Researchers at the Institute of Cancer Research and the Royal Marsden Hospital in London achieved a significant step when they found a compound similar to cisplatin in terms of activity, but much less toxic. This drug, carboplatin, was first approved in 1986. Recent research has sought to identify new platinum compounds which will treat tumours which do not respond to or which become resistant to cisplatin and carboplatin. The first of these drugs to reach commercialization is oxaliplatin, which is being marketed under the trade name Eloxatin.
Upcoming platinum anti-cancer drugs include satraplatin, which is being developed for treatment of prostate cancer. It is claimed that the use of satraplatin results in a higher survival rate than with existing chemotherapy treatments. Satraplatin will also be the first platinum anti-cancer drug that can be administered orally instead of intravenously, allowing patients to be treated at home. The drug is currently undergoing clinical trials.
Platinum biomedical components
Platinum can be fabricated into very tiny, complex components. As it is inert, platinum does not corrode inside the body, while allergic reactions to platinum are extremely rare. Platinum also has good electrical conductivity, which makes it an ideal electrode material.

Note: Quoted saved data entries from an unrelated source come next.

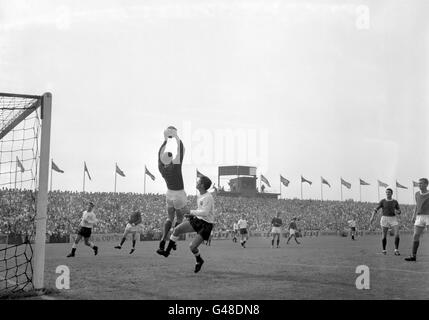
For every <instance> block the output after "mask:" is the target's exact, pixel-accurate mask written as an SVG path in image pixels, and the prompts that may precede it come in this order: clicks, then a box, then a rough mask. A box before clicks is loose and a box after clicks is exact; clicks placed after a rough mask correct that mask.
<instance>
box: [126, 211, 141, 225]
mask: <svg viewBox="0 0 429 320" xmlns="http://www.w3.org/2000/svg"><path fill="white" fill-rule="evenodd" d="M128 222H129V223H134V224H139V223H141V222H142V216H141V214H140V212H134V213H133V214H132V215H131V216H130V220H128Z"/></svg>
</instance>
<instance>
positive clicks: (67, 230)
mask: <svg viewBox="0 0 429 320" xmlns="http://www.w3.org/2000/svg"><path fill="white" fill-rule="evenodd" d="M31 196H32V191H25V190H13V189H1V190H0V199H6V198H10V197H13V198H14V201H12V203H16V202H18V201H27V200H28V199H29V198H30V197H31ZM188 200H189V202H190V203H191V205H194V204H195V197H194V196H189V197H188ZM89 201H92V202H94V203H95V204H96V207H95V210H96V213H97V217H98V218H99V219H100V222H99V223H98V224H97V225H96V226H95V229H94V233H122V231H123V228H124V225H125V224H126V221H127V220H128V217H129V214H130V213H131V212H132V211H133V210H134V209H136V208H138V209H140V210H141V212H142V218H143V224H144V233H156V232H161V228H162V225H163V222H164V220H165V196H164V195H161V194H145V195H144V194H137V193H107V192H106V193H103V192H96V193H88V192H85V193H82V192H69V191H54V192H50V193H49V201H48V203H49V205H48V221H47V232H48V235H50V236H51V237H52V238H53V239H55V238H61V237H66V236H69V235H70V234H73V233H74V232H75V230H76V228H77V227H78V225H79V222H80V219H81V215H82V212H83V211H84V210H85V209H86V205H87V203H88V202H89ZM8 203H10V201H8V202H6V201H2V200H0V211H1V212H2V215H1V216H0V234H2V235H11V236H12V235H16V234H24V233H25V231H26V230H25V228H26V226H29V225H30V224H28V223H27V220H28V219H29V218H30V217H29V216H28V215H27V214H26V212H20V213H18V212H15V210H14V208H12V207H10V206H8ZM375 206H376V204H375V203H368V202H356V201H343V202H341V201H320V200H299V199H281V200H276V199H258V198H232V197H221V196H217V198H216V212H217V220H216V226H215V228H216V231H220V232H222V231H225V232H227V231H229V230H231V229H232V225H233V223H234V222H236V221H237V220H238V219H239V218H240V216H241V214H242V213H244V214H245V215H246V219H247V221H248V223H249V231H250V233H264V232H269V230H270V229H271V218H272V217H273V216H274V214H275V213H276V212H277V211H282V212H283V215H282V217H281V218H282V219H283V221H284V222H285V223H288V222H289V221H290V219H291V218H292V217H298V218H299V219H300V220H299V221H298V225H299V228H300V229H301V230H303V231H309V232H312V231H326V232H329V231H338V232H343V231H344V230H347V228H348V227H347V220H349V218H350V216H351V215H352V214H353V215H355V216H356V220H357V225H358V229H360V230H369V229H370V225H369V219H370V216H371V213H372V211H373V209H374V207H375ZM401 208H402V215H403V216H405V217H404V218H402V219H401V221H402V225H401V227H402V230H412V224H411V222H410V221H409V218H410V217H411V215H412V212H413V208H414V206H411V205H401ZM373 227H374V228H375V230H377V229H379V228H380V227H379V224H378V223H374V224H373Z"/></svg>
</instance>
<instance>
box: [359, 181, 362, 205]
mask: <svg viewBox="0 0 429 320" xmlns="http://www.w3.org/2000/svg"><path fill="white" fill-rule="evenodd" d="M359 202H362V185H361V184H360V181H359Z"/></svg>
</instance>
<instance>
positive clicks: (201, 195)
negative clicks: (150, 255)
mask: <svg viewBox="0 0 429 320" xmlns="http://www.w3.org/2000/svg"><path fill="white" fill-rule="evenodd" d="M211 184H212V182H211V180H210V179H209V178H208V177H206V176H202V177H200V178H199V179H198V182H197V189H198V191H199V192H200V195H199V196H198V198H197V203H198V209H197V210H190V211H188V212H189V213H186V214H185V217H186V218H187V220H186V221H183V222H182V223H181V224H180V225H178V226H177V227H175V228H174V230H173V234H172V235H171V237H170V241H169V242H168V246H167V249H166V250H165V251H162V252H158V253H159V254H160V255H163V256H164V257H168V256H169V255H170V252H171V250H172V249H173V248H174V246H175V245H176V241H177V240H179V236H180V235H181V234H184V233H189V232H196V233H197V236H196V237H195V238H194V240H193V241H192V242H191V244H190V249H191V251H192V253H193V254H194V256H195V259H196V261H197V262H196V264H195V270H194V272H195V273H197V272H198V271H200V270H201V267H202V265H203V263H204V260H203V258H201V255H200V252H199V250H198V247H199V245H200V244H201V243H203V242H204V241H207V240H208V239H209V238H210V233H211V231H212V229H213V224H214V213H215V212H214V199H213V196H212V195H211V193H210V192H207V190H208V189H209V188H210V186H211ZM188 210H189V209H188Z"/></svg>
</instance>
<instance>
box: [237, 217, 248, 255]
mask: <svg viewBox="0 0 429 320" xmlns="http://www.w3.org/2000/svg"><path fill="white" fill-rule="evenodd" d="M245 217H246V216H245V215H244V214H242V215H241V219H240V220H238V222H237V225H238V229H239V230H240V234H241V240H240V244H241V246H242V247H243V248H246V241H247V239H248V233H247V220H246V219H245Z"/></svg>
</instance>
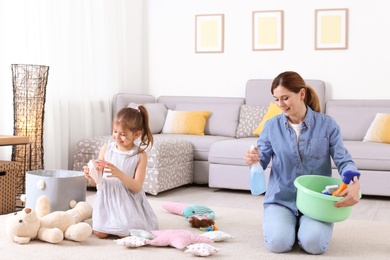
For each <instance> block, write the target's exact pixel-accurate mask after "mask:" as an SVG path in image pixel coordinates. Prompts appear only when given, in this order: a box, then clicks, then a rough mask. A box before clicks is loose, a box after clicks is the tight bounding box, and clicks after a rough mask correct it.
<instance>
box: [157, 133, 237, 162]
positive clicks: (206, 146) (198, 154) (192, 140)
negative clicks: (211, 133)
mask: <svg viewBox="0 0 390 260" xmlns="http://www.w3.org/2000/svg"><path fill="white" fill-rule="evenodd" d="M154 137H155V139H158V138H164V139H165V138H173V139H181V140H186V141H188V142H190V143H191V144H192V148H193V153H194V160H195V161H196V160H198V161H207V159H208V157H209V151H210V147H211V145H213V144H214V143H215V142H219V141H223V140H231V139H233V138H231V137H226V136H214V135H183V134H159V135H154ZM234 140H236V139H234Z"/></svg>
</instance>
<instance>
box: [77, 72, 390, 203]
mask: <svg viewBox="0 0 390 260" xmlns="http://www.w3.org/2000/svg"><path fill="white" fill-rule="evenodd" d="M271 82H272V80H271V79H254V80H249V81H248V82H247V84H246V94H245V98H241V97H237V98H234V97H233V98H228V97H188V96H160V97H158V98H155V97H153V96H151V95H136V94H127V93H119V94H117V95H115V97H114V99H113V111H112V112H113V114H114V113H116V111H118V110H119V109H120V108H122V107H126V106H128V105H129V104H130V103H136V104H145V105H146V107H147V108H148V111H149V114H150V127H151V129H152V132H153V134H154V137H155V139H156V140H157V143H158V142H159V140H160V141H163V140H166V139H180V140H183V142H187V143H188V142H189V143H190V144H191V145H192V152H193V168H192V171H193V173H192V174H193V178H192V180H191V182H192V183H195V184H208V185H209V187H212V188H226V189H239V190H249V166H248V165H246V164H245V162H244V159H243V155H244V153H245V150H246V149H248V148H249V147H250V145H252V144H256V140H257V138H258V137H257V136H254V135H250V134H248V133H246V134H242V133H241V132H240V131H242V126H243V125H242V122H243V121H244V120H243V118H244V117H246V116H247V115H244V114H243V111H245V109H247V108H250V107H252V108H253V107H257V109H263V110H264V109H265V108H266V107H268V105H269V103H270V102H272V101H274V98H273V96H272V95H271V93H270V86H271ZM306 83H307V84H309V85H311V86H313V87H314V89H315V90H316V91H317V93H318V94H319V97H320V100H321V104H322V110H323V111H325V113H327V114H329V115H331V116H332V117H334V118H335V119H336V121H337V122H338V123H339V124H340V126H341V130H342V134H343V138H344V139H345V141H346V143H345V144H346V147H347V148H348V149H349V150H350V152H351V154H352V157H353V159H354V160H355V161H356V163H357V166H358V168H359V170H360V171H361V173H362V177H361V180H362V181H361V188H362V193H363V194H365V195H381V196H390V189H389V188H388V187H389V186H388V182H386V180H387V181H389V180H390V144H382V143H367V142H363V141H362V140H363V137H364V134H365V132H366V131H367V129H368V127H369V126H370V123H371V121H372V120H373V118H374V117H375V114H376V113H378V112H382V113H390V101H368V100H367V101H348V100H340V101H336V100H335V101H328V102H326V100H325V83H324V82H323V81H320V80H306ZM168 109H170V110H182V111H191V110H192V111H193V110H209V111H211V116H210V117H209V119H208V121H207V124H206V128H205V135H203V136H196V135H185V134H162V133H161V130H162V128H163V125H164V119H165V116H166V113H167V110H168ZM351 113H352V114H353V116H351ZM362 119H363V120H362ZM357 121H359V123H357ZM244 130H245V127H244ZM239 132H240V133H241V134H239ZM244 132H245V131H244ZM246 132H248V129H247V131H246ZM250 132H251V131H250ZM108 134H109V133H108ZM108 137H109V136H105V137H94V138H92V139H91V138H88V139H84V140H81V141H80V143H81V144H83V145H80V144H78V145H77V146H76V149H75V155H74V164H73V165H74V166H73V168H74V169H75V170H79V169H80V168H81V167H82V165H85V164H86V163H87V162H88V160H89V159H91V158H96V157H97V153H98V148H99V147H100V146H101V145H102V143H103V142H104V141H106V140H107V138H108ZM86 143H88V145H85V144H86ZM91 147H92V148H91ZM148 167H149V166H148ZM270 167H271V165H269V167H268V169H266V175H267V177H268V175H269V169H270ZM147 174H148V172H147ZM333 174H334V176H335V177H337V178H339V175H338V173H337V170H336V169H334V171H333ZM378 182H379V183H378ZM182 184H185V183H181V184H180V185H182ZM175 186H177V185H175ZM175 186H172V187H175ZM145 190H146V191H147V192H148V189H145ZM152 194H157V192H154V193H152Z"/></svg>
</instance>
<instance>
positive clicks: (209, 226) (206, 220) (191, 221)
mask: <svg viewBox="0 0 390 260" xmlns="http://www.w3.org/2000/svg"><path fill="white" fill-rule="evenodd" d="M188 221H189V222H190V224H191V227H192V228H200V229H201V228H208V227H211V226H214V224H215V222H214V220H213V219H209V218H208V217H207V216H203V217H198V216H191V217H190V218H189V219H188ZM201 230H202V229H201Z"/></svg>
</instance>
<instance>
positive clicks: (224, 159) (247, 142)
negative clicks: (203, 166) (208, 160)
mask: <svg viewBox="0 0 390 260" xmlns="http://www.w3.org/2000/svg"><path fill="white" fill-rule="evenodd" d="M257 139H258V138H257V137H251V138H240V139H231V140H224V141H220V142H216V143H214V144H213V145H212V146H211V147H210V152H209V158H208V160H209V162H210V163H215V164H226V165H247V164H246V163H245V160H244V155H245V151H246V150H248V149H249V148H250V146H251V145H256V142H257ZM248 169H249V168H248Z"/></svg>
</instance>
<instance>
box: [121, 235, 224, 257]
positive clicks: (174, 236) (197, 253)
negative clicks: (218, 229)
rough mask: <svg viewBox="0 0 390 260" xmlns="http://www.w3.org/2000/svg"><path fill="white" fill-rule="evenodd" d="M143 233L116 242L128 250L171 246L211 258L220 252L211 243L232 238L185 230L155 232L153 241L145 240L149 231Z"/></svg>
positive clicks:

Pacemakers, used to treat heart disorders which result in slow or irregular heartbeat, usually contain at least two platinum-iridium electrodes, through which pulses of electricity are transmitted to stabilise the heartbeat. Platinum electrodes are also found in pacemaker-like devices which are used to help people at risk of fatal disturbances in the heart's rhythm. This risk can be minimised by implanting a device known as an Internal Cardioverter Defibrillator (ICD) which sends a massive electric charge to the heart as soon as it detects a problem.
Catheters, flexible tubes which can be introduced into the arteries, are widely used in modern, minimally-invasive treatments for heart disease. Many catheters contain platinum marker bands and guide wires, which are used to help the surgeon guide the device to the treatment site. The radio-opacity of platinum, which makes it visible in x-ray images, enables doctors to monitor the position of the catheter during treatment.